# Bottom feeders acting strange.



## serpaekeeper45 (Apr 12, 2007)

Hey everyone.

I had a question regarding the bottom feeders in my 20 gallon long. I have 2 cory catfish snd 2 yoyo loaches. I have noticed that they like to swim around the tank and up and down the glass like they want to be everywhere at once. This behavior doent surprise me so much with the cories, but the loaches, because in the past they have always hid in the cave all day. I just noticed he has been on the computer side of the tank watching me type about him. Also when i woke up this morning i saw they were on the bed side of the tank watching me. Overall they seem happy. They are eating and doing evrything a normal loach would do, just swimming around in the light alot more. Theyre not swimming violently or anything, just taking a cruise around stopping here and there to check out a plant or fish along the way. I dont dislike this behavior or anything but seeing how much of a change this is from their prevoius behavior i want to know if i need to do something like lower the nitrates, or if my fish are just happy. 

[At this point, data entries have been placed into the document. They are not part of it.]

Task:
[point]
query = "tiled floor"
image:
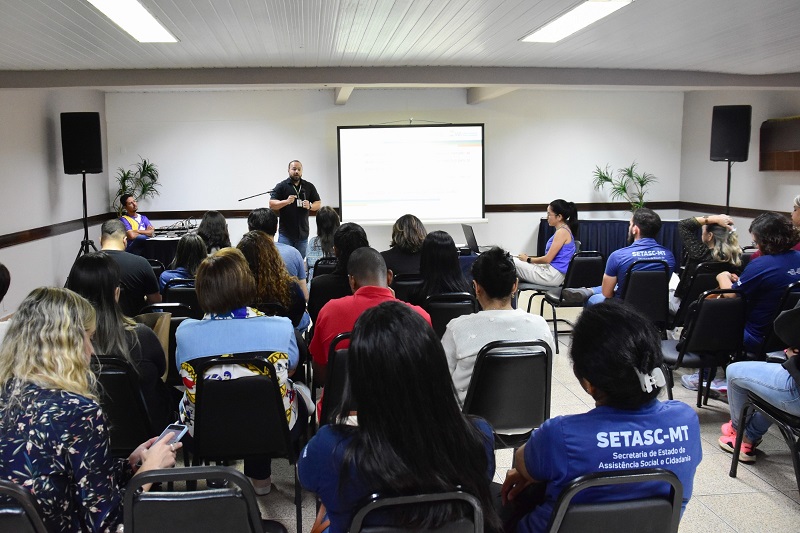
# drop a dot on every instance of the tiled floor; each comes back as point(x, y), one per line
point(764, 496)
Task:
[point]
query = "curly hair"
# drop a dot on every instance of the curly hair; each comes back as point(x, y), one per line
point(408, 233)
point(44, 344)
point(774, 233)
point(273, 282)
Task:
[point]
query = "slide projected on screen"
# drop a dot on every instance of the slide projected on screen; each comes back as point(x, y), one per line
point(434, 172)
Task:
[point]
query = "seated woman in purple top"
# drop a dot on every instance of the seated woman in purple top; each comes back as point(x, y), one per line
point(411, 436)
point(616, 356)
point(550, 268)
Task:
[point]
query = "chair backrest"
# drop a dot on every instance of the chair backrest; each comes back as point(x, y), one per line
point(231, 509)
point(272, 308)
point(788, 301)
point(185, 295)
point(324, 265)
point(470, 521)
point(510, 386)
point(446, 306)
point(704, 278)
point(158, 267)
point(123, 403)
point(715, 324)
point(177, 309)
point(404, 285)
point(336, 381)
point(585, 270)
point(173, 376)
point(655, 514)
point(19, 512)
point(237, 418)
point(647, 290)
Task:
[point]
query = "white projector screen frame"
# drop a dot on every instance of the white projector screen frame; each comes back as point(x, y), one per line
point(435, 172)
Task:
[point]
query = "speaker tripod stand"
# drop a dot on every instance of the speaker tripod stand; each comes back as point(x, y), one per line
point(86, 243)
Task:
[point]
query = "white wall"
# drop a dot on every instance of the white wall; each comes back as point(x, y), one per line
point(213, 148)
point(35, 190)
point(705, 181)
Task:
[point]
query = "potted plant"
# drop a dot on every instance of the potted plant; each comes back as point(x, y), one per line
point(142, 182)
point(627, 184)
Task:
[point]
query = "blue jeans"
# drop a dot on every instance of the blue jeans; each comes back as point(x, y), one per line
point(299, 244)
point(771, 382)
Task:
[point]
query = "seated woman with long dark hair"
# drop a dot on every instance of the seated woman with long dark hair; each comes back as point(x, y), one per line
point(190, 253)
point(439, 268)
point(411, 436)
point(273, 281)
point(616, 356)
point(225, 289)
point(213, 228)
point(95, 276)
point(53, 436)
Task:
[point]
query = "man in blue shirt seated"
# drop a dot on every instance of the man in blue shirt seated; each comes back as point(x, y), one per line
point(645, 225)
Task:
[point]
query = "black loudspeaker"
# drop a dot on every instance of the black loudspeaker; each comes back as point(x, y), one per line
point(80, 143)
point(730, 132)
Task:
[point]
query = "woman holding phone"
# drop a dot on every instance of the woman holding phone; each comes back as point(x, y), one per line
point(53, 435)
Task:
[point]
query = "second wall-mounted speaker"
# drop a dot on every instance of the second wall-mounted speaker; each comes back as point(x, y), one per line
point(80, 143)
point(730, 132)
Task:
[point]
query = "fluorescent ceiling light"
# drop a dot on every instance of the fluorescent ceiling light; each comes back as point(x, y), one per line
point(132, 17)
point(576, 19)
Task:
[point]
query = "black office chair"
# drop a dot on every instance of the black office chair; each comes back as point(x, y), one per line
point(704, 278)
point(404, 285)
point(468, 515)
point(444, 307)
point(158, 267)
point(324, 265)
point(173, 376)
point(176, 290)
point(232, 509)
point(336, 382)
point(652, 515)
point(244, 417)
point(510, 389)
point(19, 511)
point(712, 337)
point(585, 270)
point(647, 290)
point(772, 343)
point(123, 404)
point(175, 308)
point(788, 424)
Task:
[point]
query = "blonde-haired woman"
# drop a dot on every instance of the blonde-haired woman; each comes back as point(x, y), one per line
point(53, 436)
point(718, 242)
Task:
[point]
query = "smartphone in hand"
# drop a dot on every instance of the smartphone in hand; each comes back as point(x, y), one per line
point(179, 430)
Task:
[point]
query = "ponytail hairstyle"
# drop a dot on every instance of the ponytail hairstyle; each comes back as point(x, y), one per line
point(726, 245)
point(568, 211)
point(610, 344)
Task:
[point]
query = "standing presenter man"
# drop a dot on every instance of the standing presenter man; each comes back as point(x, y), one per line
point(293, 199)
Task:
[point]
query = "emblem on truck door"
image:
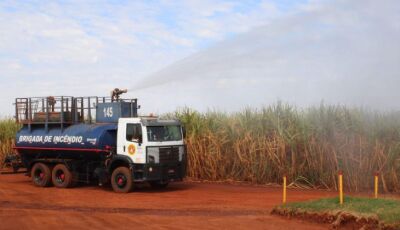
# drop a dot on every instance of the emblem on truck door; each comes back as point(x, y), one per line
point(131, 149)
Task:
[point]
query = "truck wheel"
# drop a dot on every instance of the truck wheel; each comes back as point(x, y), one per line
point(158, 184)
point(41, 175)
point(121, 180)
point(62, 177)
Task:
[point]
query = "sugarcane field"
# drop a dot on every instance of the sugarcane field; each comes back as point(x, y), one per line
point(200, 114)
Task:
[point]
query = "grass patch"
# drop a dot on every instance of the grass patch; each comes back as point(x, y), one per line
point(387, 211)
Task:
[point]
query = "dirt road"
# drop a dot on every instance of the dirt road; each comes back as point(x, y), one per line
point(180, 206)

Side notes: They were moved from a 29 gallon with pretty nasty water and not alot of hiding spots into a clean 20 gallon with 2 caves, a shelf and plants galore to hide in.


----------



## willow (Sep 9, 2006)

ello 
could be that they are happy enough with the clean water
and caves,that they will now venture out,mine go through
stages of being great at showing themselves,to not seeing
them very often,when i put them back in their new tank tomorrow
i won't see them for about a month,they don't like being caught
it really upsets them.


----------



## aunt kymmie (Jun 2, 2008)

I've had my seven yo-yos for awhile and they do exactly what your two are doing. Every single day they do this, they are the most active rambunctious group that sometimes I worry that they are annoying the rest of their tankmates. I'd say yours are quite happy. 

To repeat what Willow said...When I'm doing a water change it's as if I don't have one single loach in that tank. They hide so well it's scary. I don't know how I'd ever net them should I have to.
Once my hands are out of the tank they go back to their typical behavior. 

On another note: I love corys and would like to have a group of say 5 to 7. I've been told yo-yos are just too *busy* to house with corys. I'm inclined to agree after watching mine. It sounds like yours to well together. Do my yo-yos sounds too *nuts* to keep with corys?


----------



## willow (Sep 9, 2006)

to be honest i did worry about this also,
however my yoyos don't bother them,occasionally they try and
bond with the clown loaches or the barbs,i don't find mine
have any problems.


----------



## iamntbatman (Jan 3, 2008)

I think the loaches and cories would really do fine together. My cories are pretty darn active fish, and I've heard about people who kept both loaches and cories in the same tank who had both types of fish school around together in one big herd.


----------



## serpaekeeper45 (Apr 12, 2007)

Thanks for all the help guys. The loaches are still active and happy. They have been very curiuos about the new gouramis though, and its pretty funny. They will pick a gourami and just follow it around watching it, and when the gourami turns around, they dart away like stalkers.


----------